十二使徒の選定

十二使徒の選定は、イエスがガリラヤで多くの癒しの奇跡をおこなった後のことである。共観福音書には次のように、使徒の選定が書かれている。

マルコ3:13-19
イエスが山に登って、これと思う人々を呼び寄せられると、彼らはそばに集まって来た。そこで、十二人を任命し、使徒と名付けられた。彼らを自分のそばに置くため、また、派遣して宣教させ、悪霊を追い出す権能を持たせるためであった。
こうして十二人を任命された。シモンにはペトロという名を付けられた。ゼベダイの子ヤコブとヤコブの兄弟ヨハネ、この二人にはボアネルゲス、すなわち、「雷の子ら」という名を付けられた。アンデレ、フィリポ、バルトロマイ、マタイ、トマス、アルファイの子ヤコブ、タダイ、熱心党のシモン、それに、イスカリオテのユダ。このユダがイエスを裏切ったのである。

マタイ10:1-4
イエスは十二人の弟子を呼び寄せ、汚れた霊に対する権能をお授けになった。汚れた霊を追い出し、あらゆる病気や患いをいやすためであった。
十二使徒の名は次のとおりである。まずペトロと呼ばれるシモンとその兄弟アンデレ、ゼベダイの子ヤコブとその兄弟ヨハネ、フィリポとバルトロマイ、トマスと徴税人のマタイ、アルファイの子ヤコブとタダイ、熱心党のシモン、それにイエスを裏切ったイスカリオテのユダである。

ルカ6:12-16
そのころ、イエスは祈るために山に行き、神に祈って夜を明かされた。朝になると弟子たちを呼び集め、その中から十二人を選んで使徒と名付けられた。
それは、イエスがペトロと名付けられたシモン、その兄弟アンデレ、そして、ヤコブ、ヨハネ、フィリポ、バルトロマイ、マタイ、トマス、アルファイの子ヤコブ、熱心党と呼ばれたシモン、ヤコブの子ユダ、それに後に裏切り者となったイスカリオテのユダである。


ヨハネ福音書には十二人を選んだ場面がないが、十二人が選ばれたことが前提となっている場面がある。(ヨハネ7:70-71)
すると、イエスは言われた。「あなたがた十二人は、わたしが選んだのではないか。ところが、その中の一人は悪魔だ。」イスカリオテのシモンの子ユダのことを言われたのである。
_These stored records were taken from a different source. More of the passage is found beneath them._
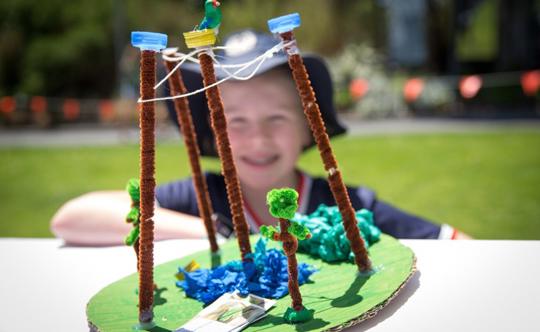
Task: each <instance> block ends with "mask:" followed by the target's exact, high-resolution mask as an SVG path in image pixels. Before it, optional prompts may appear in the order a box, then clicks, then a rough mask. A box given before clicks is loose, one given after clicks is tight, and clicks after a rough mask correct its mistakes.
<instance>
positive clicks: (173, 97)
mask: <svg viewBox="0 0 540 332" xmlns="http://www.w3.org/2000/svg"><path fill="white" fill-rule="evenodd" d="M290 43H291V42H288V43H286V44H284V43H283V42H280V43H278V44H276V45H274V46H273V47H272V48H270V49H269V50H267V51H266V52H264V53H263V54H261V55H259V56H258V57H256V58H255V59H253V60H250V61H248V62H245V63H243V64H235V65H222V64H221V63H220V62H219V61H218V60H217V59H216V57H215V55H214V54H213V52H212V50H213V49H227V47H224V46H218V47H213V48H210V49H203V50H199V49H197V50H194V51H193V52H191V53H188V54H185V55H182V56H181V57H180V58H179V59H181V60H180V62H179V63H178V64H177V65H176V66H175V67H174V68H173V70H171V71H170V72H169V74H167V75H166V76H165V78H163V79H162V80H161V81H160V82H159V83H158V84H156V86H155V87H154V89H157V88H158V87H159V86H160V85H161V84H163V82H165V81H166V80H167V79H168V78H169V77H170V76H171V75H172V74H173V73H174V72H175V71H176V70H178V68H180V66H181V65H182V64H183V63H184V62H185V61H186V60H188V59H190V58H191V59H190V61H193V60H194V58H193V55H194V54H196V53H198V52H203V51H207V50H209V51H210V52H208V53H209V56H210V57H211V58H212V60H213V61H214V63H216V67H218V68H221V69H222V70H223V71H224V72H225V73H227V74H228V76H227V77H224V78H223V79H221V80H219V81H217V82H215V83H213V84H210V85H208V86H205V87H202V88H200V89H197V90H195V91H192V92H188V93H184V94H181V95H175V96H169V97H159V98H152V99H145V100H142V99H141V98H139V100H138V101H137V102H138V103H147V102H154V101H164V100H173V99H178V98H184V97H189V96H192V95H195V94H197V93H201V92H203V91H205V90H207V89H209V88H212V87H214V86H217V85H219V84H221V83H223V82H225V81H228V80H230V79H231V78H234V79H237V80H241V81H245V80H249V79H251V78H252V77H253V76H255V75H256V74H257V72H258V71H259V69H260V68H261V66H262V64H263V63H264V61H266V59H268V58H270V57H272V56H273V55H274V53H277V52H279V51H280V50H281V49H283V48H284V47H286V46H288V45H289V44H290ZM177 54H179V53H175V56H176V55H177ZM180 54H182V53H180ZM167 58H173V59H176V58H175V57H171V56H167V55H163V59H165V60H167ZM167 61H168V60H167ZM195 61H196V62H197V63H198V62H199V61H198V60H195ZM256 62H259V63H258V64H257V66H256V67H255V68H254V70H253V71H252V72H251V73H250V74H248V75H247V76H238V75H237V74H238V73H240V72H242V71H244V70H245V69H246V68H248V67H250V66H251V65H253V64H254V63H256ZM226 67H231V68H238V67H240V68H239V69H238V70H236V71H235V72H234V73H231V72H229V71H228V70H226V69H225V68H226Z"/></svg>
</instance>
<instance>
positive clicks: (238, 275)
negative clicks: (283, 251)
mask: <svg viewBox="0 0 540 332" xmlns="http://www.w3.org/2000/svg"><path fill="white" fill-rule="evenodd" d="M252 255H253V257H252V258H253V261H252V262H247V263H246V262H241V261H232V262H229V263H227V264H225V265H222V266H219V267H217V268H214V269H199V270H195V271H193V272H187V271H185V270H184V269H183V268H181V267H180V268H179V269H178V271H179V272H182V273H184V276H185V279H184V280H182V281H177V282H176V285H177V286H178V287H180V288H182V289H183V290H184V291H185V293H186V295H187V296H188V297H191V298H194V299H197V300H198V301H201V302H203V303H204V304H210V303H212V302H213V301H214V300H216V299H217V298H218V297H220V296H221V295H223V294H224V293H227V292H233V291H238V292H239V293H240V294H241V295H247V294H248V293H251V294H255V295H258V296H262V297H264V298H271V299H278V298H281V297H283V296H285V295H287V294H288V293H289V288H288V284H287V282H288V278H289V277H288V273H287V257H286V256H285V255H284V254H283V251H281V250H277V249H270V250H267V249H266V240H265V239H263V238H260V239H259V240H258V241H257V243H256V245H255V252H254V253H253V254H252ZM316 271H317V270H316V269H315V267H313V266H311V265H308V264H306V263H299V264H298V284H299V285H302V284H304V283H306V282H308V281H309V277H310V276H311V275H312V274H313V273H314V272H316Z"/></svg>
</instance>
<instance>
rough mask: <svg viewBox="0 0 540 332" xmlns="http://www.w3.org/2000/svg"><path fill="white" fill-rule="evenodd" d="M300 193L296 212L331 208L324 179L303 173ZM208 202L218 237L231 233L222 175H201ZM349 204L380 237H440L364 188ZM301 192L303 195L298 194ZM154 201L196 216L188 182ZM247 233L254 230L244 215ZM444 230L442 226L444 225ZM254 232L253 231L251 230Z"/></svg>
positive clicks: (196, 213)
mask: <svg viewBox="0 0 540 332" xmlns="http://www.w3.org/2000/svg"><path fill="white" fill-rule="evenodd" d="M301 174H302V181H301V182H303V185H302V187H303V189H302V190H301V193H300V197H301V200H302V202H300V203H299V205H300V207H299V210H298V212H300V213H304V214H309V213H312V212H313V211H315V210H316V209H317V207H318V206H319V205H320V204H326V205H335V200H334V197H333V196H332V192H331V191H330V187H329V185H328V182H327V181H326V179H323V178H311V177H309V176H307V175H305V174H303V173H301ZM205 177H206V182H207V185H208V191H209V194H210V200H211V201H212V207H213V209H214V213H216V215H219V216H220V218H218V220H217V223H218V225H217V228H218V231H219V232H220V233H222V234H223V235H225V236H228V235H230V234H231V233H232V222H231V212H230V210H229V203H228V200H227V190H226V187H225V180H224V178H223V176H222V175H219V174H214V173H205ZM347 191H348V192H349V197H350V199H351V203H352V205H353V207H354V209H355V210H360V209H362V208H365V209H368V210H371V211H372V212H373V214H374V219H375V225H377V227H379V228H380V229H381V231H382V232H383V233H386V234H389V235H391V236H394V237H396V238H403V239H437V238H440V235H441V226H440V225H436V224H433V223H431V222H428V221H426V220H424V219H422V218H420V217H417V216H414V215H411V214H408V213H406V212H404V211H402V210H400V209H398V208H396V207H394V206H392V205H390V204H388V203H386V202H383V201H381V200H379V199H378V198H377V196H376V194H375V192H374V191H372V190H370V189H368V188H366V187H357V188H355V187H347ZM302 192H303V193H302ZM156 199H157V201H158V203H159V205H160V206H161V207H163V208H167V209H171V210H175V211H178V212H182V213H186V214H190V215H194V216H199V209H198V206H197V195H196V193H195V188H194V186H193V181H192V179H191V178H186V179H184V180H179V181H174V182H170V183H167V184H164V185H161V186H158V187H157V189H156ZM246 215H247V217H248V222H249V223H250V225H251V226H252V227H251V230H252V231H254V229H255V228H256V227H257V226H256V225H255V224H254V223H253V221H252V220H251V219H252V216H249V211H248V212H246ZM445 226H446V225H445ZM255 231H256V229H255Z"/></svg>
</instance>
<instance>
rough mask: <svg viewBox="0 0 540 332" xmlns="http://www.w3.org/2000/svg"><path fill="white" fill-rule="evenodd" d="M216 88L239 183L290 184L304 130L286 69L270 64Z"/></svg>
mask: <svg viewBox="0 0 540 332" xmlns="http://www.w3.org/2000/svg"><path fill="white" fill-rule="evenodd" d="M220 90H221V95H222V98H223V103H224V106H225V115H226V118H227V126H228V131H229V139H230V142H231V148H232V151H233V156H234V161H235V163H236V167H237V169H238V175H239V177H240V180H241V182H242V184H243V185H247V186H249V187H251V188H254V189H265V190H268V189H270V188H274V187H278V186H287V185H288V186H291V185H293V183H294V182H292V183H291V181H294V179H295V168H296V162H297V160H298V157H299V156H300V154H301V153H302V149H303V147H304V146H306V145H308V144H309V142H310V136H309V131H308V127H307V124H306V120H305V118H304V114H303V113H302V106H301V103H300V98H299V96H298V94H297V92H296V88H295V86H294V82H293V81H292V77H291V76H290V74H289V73H287V72H286V71H284V70H279V69H278V70H272V71H270V72H268V73H265V74H263V75H260V76H257V77H255V78H253V79H251V80H249V81H243V82H237V81H235V82H226V83H224V84H222V85H221V88H220Z"/></svg>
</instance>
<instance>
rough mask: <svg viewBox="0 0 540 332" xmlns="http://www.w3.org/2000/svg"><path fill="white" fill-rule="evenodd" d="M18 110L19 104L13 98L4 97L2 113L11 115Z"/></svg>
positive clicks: (0, 111) (0, 102)
mask: <svg viewBox="0 0 540 332" xmlns="http://www.w3.org/2000/svg"><path fill="white" fill-rule="evenodd" d="M15 108H17V102H16V101H15V98H13V97H2V98H1V99H0V112H2V113H5V114H10V113H13V112H15Z"/></svg>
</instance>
このユダは、十二人の一人でありながら、イエスを裏切ろうとしていた。

各福音書での十二使徒の対応関係は次の通り。
マルコ マタイ ルカ/使徒言行録 ヨハネ
シモン・ペトロ(B1) シモン・ペトロ(B1) シモン・ペトロ(B1) ヨハネの子シモン・ペトロ(B1)
ゼベダイの子ヤコブ(B2) ゼベダイの子ヤコブ(B2) ゼベダイの子ヤコブ(B2) ゼベダイの子たち(!)(?)
ヨハネ(B2) ヨハネ(B2) ヨハネ(B2) イエスに愛された弟子
アンデレ(B1) アンデレ(B1) アンデレ(B1)(!) アンデレ(B1)
フィリポ(!) フィリポ(!) フィリポ(!) フィリポ
バルトロマイ(!) バルトロマイ(!) バルトロマイ(!) ナタナエル(?)
マタイ(!) 徴税人マタイ マタイ(!) -
トマス(!) トマス(!) トマス(!) ディディモ・トマス
アルファイの子ヤコブ(!) アルファイの子ヤコブ(!) アルファイの子ヤコブ(!) -
タダイ(!) タダイ(!) ヤコブの子ユダ(!) -
熱心者のシモン(!) 熱心者のシモン(!) 熱心党員と呼ばれたシモン(!)
熱心党のシモン(!)
-
イスカリオテのユダ イスカリオテのユダ イスカリオテのユダ イスカリオテのシモンの子ユダ
- - マティア -
※(B) は兄弟関係を表す。
※(!)は、ただ1回のみの言及。
※(?) は、他の文書内の使徒と同一人物であるかわからないもの。